Barnier denkt in anderen Kategorien, verweist auf das Label UCITS Fonds und hat als Ansprechpartner die europäische Fondsorganisation. In der Konsequenz haben sich daher die Finanzplätze zu einer Kooperation entschlossen, die allerdings in ihren Einzelheiten noch nicht deutlich wurde. Die Eröffnungsveranstaltung des „Runden Tisches der Finanzzentren“ am Donnerstag in der Bayrischen Landesvertretung in Brüssel war ein Auftakt. Deutlich wurde allerdings eine nicht unbekannte Argumentationslinie. „Regulierung ja. Jede Regel hat in sich einen Sinn. Aber wo liegt die Auswirkung des gesamten Regelwerks. Ist es in sich sinnvoll?“, fragt der Parlamentarier Klinz. Die Frage, so erzählt er, habe er vor einiger Zeit Kommissar Barnier gestellt. Auf eine Antwort warte er noch. Er wird warten müssen. Derzeit ist in der europäischen Finanzwelt nicht die Zeit für Fragen, sondern für Aktion ausgebrochen. Die aber führt nicht überall zu Begeisterung zeigte sich beim abschließenden Empfang in den Gesprächen bei fränkischem Silvaner.

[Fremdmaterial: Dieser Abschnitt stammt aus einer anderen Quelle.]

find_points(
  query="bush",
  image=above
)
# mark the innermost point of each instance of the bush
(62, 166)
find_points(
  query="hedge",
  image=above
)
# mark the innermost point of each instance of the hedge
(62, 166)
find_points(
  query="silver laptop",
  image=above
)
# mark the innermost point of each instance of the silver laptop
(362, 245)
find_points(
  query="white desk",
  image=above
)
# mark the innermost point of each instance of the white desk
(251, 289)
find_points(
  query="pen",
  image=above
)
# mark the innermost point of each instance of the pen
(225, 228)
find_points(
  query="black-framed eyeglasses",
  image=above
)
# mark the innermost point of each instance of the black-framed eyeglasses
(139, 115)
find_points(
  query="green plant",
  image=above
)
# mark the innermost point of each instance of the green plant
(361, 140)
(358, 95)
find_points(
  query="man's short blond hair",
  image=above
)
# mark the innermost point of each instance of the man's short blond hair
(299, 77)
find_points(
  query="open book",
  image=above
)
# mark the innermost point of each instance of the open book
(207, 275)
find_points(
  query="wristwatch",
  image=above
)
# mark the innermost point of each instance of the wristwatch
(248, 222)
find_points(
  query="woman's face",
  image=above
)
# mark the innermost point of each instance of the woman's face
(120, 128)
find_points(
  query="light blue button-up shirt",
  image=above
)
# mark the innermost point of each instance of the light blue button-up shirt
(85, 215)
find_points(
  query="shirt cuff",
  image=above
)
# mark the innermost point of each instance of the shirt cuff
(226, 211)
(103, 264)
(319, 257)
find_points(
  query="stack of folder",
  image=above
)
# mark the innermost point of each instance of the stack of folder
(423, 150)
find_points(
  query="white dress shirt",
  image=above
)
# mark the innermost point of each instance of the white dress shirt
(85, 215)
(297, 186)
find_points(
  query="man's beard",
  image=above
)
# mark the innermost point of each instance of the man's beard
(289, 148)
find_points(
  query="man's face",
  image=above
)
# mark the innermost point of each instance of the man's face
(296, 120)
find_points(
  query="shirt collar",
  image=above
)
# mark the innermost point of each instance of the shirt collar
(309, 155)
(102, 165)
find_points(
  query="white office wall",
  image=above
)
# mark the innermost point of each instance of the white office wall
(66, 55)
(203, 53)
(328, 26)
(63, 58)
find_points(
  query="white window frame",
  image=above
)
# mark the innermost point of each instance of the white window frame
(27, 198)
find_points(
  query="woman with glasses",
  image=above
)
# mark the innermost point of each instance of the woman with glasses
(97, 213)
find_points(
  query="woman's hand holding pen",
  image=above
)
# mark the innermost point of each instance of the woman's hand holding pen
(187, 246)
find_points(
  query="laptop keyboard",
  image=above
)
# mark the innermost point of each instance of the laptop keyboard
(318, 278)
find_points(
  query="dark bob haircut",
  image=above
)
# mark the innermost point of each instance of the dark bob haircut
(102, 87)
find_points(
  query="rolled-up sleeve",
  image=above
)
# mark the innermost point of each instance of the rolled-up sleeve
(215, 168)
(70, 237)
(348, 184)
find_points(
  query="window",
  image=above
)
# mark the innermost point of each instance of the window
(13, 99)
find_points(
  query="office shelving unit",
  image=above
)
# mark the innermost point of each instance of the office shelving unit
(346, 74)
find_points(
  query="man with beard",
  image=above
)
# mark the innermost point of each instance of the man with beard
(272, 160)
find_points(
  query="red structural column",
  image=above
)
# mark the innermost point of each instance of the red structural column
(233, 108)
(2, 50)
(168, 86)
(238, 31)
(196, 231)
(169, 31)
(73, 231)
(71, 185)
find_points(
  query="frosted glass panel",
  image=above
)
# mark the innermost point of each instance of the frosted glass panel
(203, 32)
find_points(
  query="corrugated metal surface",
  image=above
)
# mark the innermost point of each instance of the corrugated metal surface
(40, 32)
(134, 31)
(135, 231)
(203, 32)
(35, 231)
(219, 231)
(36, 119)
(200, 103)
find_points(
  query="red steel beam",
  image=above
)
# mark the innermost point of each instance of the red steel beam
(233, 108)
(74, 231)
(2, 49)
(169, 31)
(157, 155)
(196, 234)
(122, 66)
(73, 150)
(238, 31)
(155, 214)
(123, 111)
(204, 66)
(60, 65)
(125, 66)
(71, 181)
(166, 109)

«Das Ziel ist der Europäische Finanzplatz»

Luxemburg nimmt an dieser Veranstaltung mit der Organisation „Luxembourg for Finance» teil. Deren Generaldirektor Fernand Grulms sieht in der Teilnahme an dieser Kooperation eine deutliche größere Visibilität für Luxemburg. Grulms: „Die Einladung wurde aus Madrid an uns herangetragen. Das Endziel ist die Schaffung des Europäischen Finanzplatzes. Und das ist eine gute Sache. Wir wollen „Finance made in Europe» nach draußen tragen. Das tut Luxemburg auf nationaler Ebene schon. Und letztlich gibt es einen anderen Gesichtspunkt: Wenn die Großen wie London, Frankfurt, Paris an einem Tisch sitzen und Luxemburg ist nicht dabei, dann ist das nicht gut für uns“.